I’ve read the declaration many times, and had it read to me. But as it was 6 AM when I heard it, I wasn’t focusing on it, and so it was like I heard it all over again.
Ever since I was a little kid, I’ve been told that the revolution was all about unfair taxes. And it’s pretty clear unfair taxes were a concern. The Stamp Act meant that printing important tracts, books and leaflets would quickly become prohibitively expensive. The Tea Tax ensured that everyone who wanted to drink a nice, hot, cholera-free beverage was going to lose money. And there were of course many other unfair or stupid taxes.
But the Declaration seems to put unfair taxes pretty low on the list. The word "tax" is mentioned only a few times, and usually as the last thing on a list of greivances. What these guys seem more concerned with is the fact that their government doesn’t care about them. It represents the interests of the King’s cronies and isn’t afraid to use the police and military to ensure that monopolies stay in place. They complain again and again that local authorities are being overruled by distant, greedy lords, and that when the locals need to put a very important law into effect TODAY, the King stalls it for months or years so that he can make sure nobody on his side would be financially harmed or insulted by the new law. And, of course, there’s the fact that the King hires mercenaries and installs them in places where they aren’t welcome and protects them from legal prosecution.

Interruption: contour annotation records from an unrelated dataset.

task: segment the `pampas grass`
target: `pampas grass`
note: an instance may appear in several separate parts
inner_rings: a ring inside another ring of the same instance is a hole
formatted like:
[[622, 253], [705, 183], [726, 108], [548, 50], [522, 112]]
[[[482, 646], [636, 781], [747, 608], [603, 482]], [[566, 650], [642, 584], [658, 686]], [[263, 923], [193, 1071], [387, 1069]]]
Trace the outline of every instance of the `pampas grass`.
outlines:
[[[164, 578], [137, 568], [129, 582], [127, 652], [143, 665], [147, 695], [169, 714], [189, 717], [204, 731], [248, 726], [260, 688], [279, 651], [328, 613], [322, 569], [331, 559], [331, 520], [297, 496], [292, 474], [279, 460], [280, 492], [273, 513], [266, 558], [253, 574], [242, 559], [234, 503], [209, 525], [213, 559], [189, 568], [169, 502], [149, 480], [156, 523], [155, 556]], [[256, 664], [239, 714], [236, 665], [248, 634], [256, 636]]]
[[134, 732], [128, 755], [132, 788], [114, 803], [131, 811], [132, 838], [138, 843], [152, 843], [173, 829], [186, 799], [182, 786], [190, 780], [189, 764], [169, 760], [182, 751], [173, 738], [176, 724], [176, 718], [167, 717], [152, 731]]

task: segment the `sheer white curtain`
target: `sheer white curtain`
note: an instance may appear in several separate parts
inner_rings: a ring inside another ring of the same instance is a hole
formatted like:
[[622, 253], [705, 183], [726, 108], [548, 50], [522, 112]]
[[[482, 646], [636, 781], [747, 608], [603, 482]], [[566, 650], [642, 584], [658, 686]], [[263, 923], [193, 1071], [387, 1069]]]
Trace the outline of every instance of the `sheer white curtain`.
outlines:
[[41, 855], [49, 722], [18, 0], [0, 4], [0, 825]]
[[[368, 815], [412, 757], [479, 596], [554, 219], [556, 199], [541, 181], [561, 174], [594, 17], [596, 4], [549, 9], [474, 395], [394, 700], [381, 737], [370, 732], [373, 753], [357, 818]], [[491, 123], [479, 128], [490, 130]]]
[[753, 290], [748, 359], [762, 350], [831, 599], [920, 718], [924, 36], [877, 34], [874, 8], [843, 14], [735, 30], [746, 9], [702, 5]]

I can’t help but think, then, that there are a lot of people who have gone to a lot of trouble to make me believe that the Declaration and Revolution were about taxes, when in fact they were really about the same things we complain about today. Just as the Founding Fathers chafed under unfair government monopolies, so do we chafe under the inability to select which bloated monopolies control our access to telephony, electricity, water, and the internet. Yesterday’s Hessian mercenaries are today’s Blackwater, both allowed to operate free from legal prosecution even on American soil. And when the common man needs sensible laws concerning gun control, healthcare reform, and banking regulation, these laws are held up in Congress until every rich croney corporation gets a chance to dilute the law to meaninglessness, or until it is killed entirely.
When you get down to it, the founding fathers were pretty much like us. They weren’t gods, they weren’t anti-tax zealots, they were just a bunch of intelligent, hardworking men who wanted to get a fair shake in the world. And they couldn’t do that if they were being oppressed by a government that didn’t listen to them, police and mercenaries immune to prosecution, and corporations whose monopolies prevented competition and innovation.
Just like we have now.
So I can see why the big corporate goons and their lackeys in government would want us to get all steamed about taxes, and work so hard to make us forget that the founding fathers were less concerned with taxes than they were a government which didn’t care about them. Because our government doesn’t care about us. And there are a lot of people who want it to stay that way.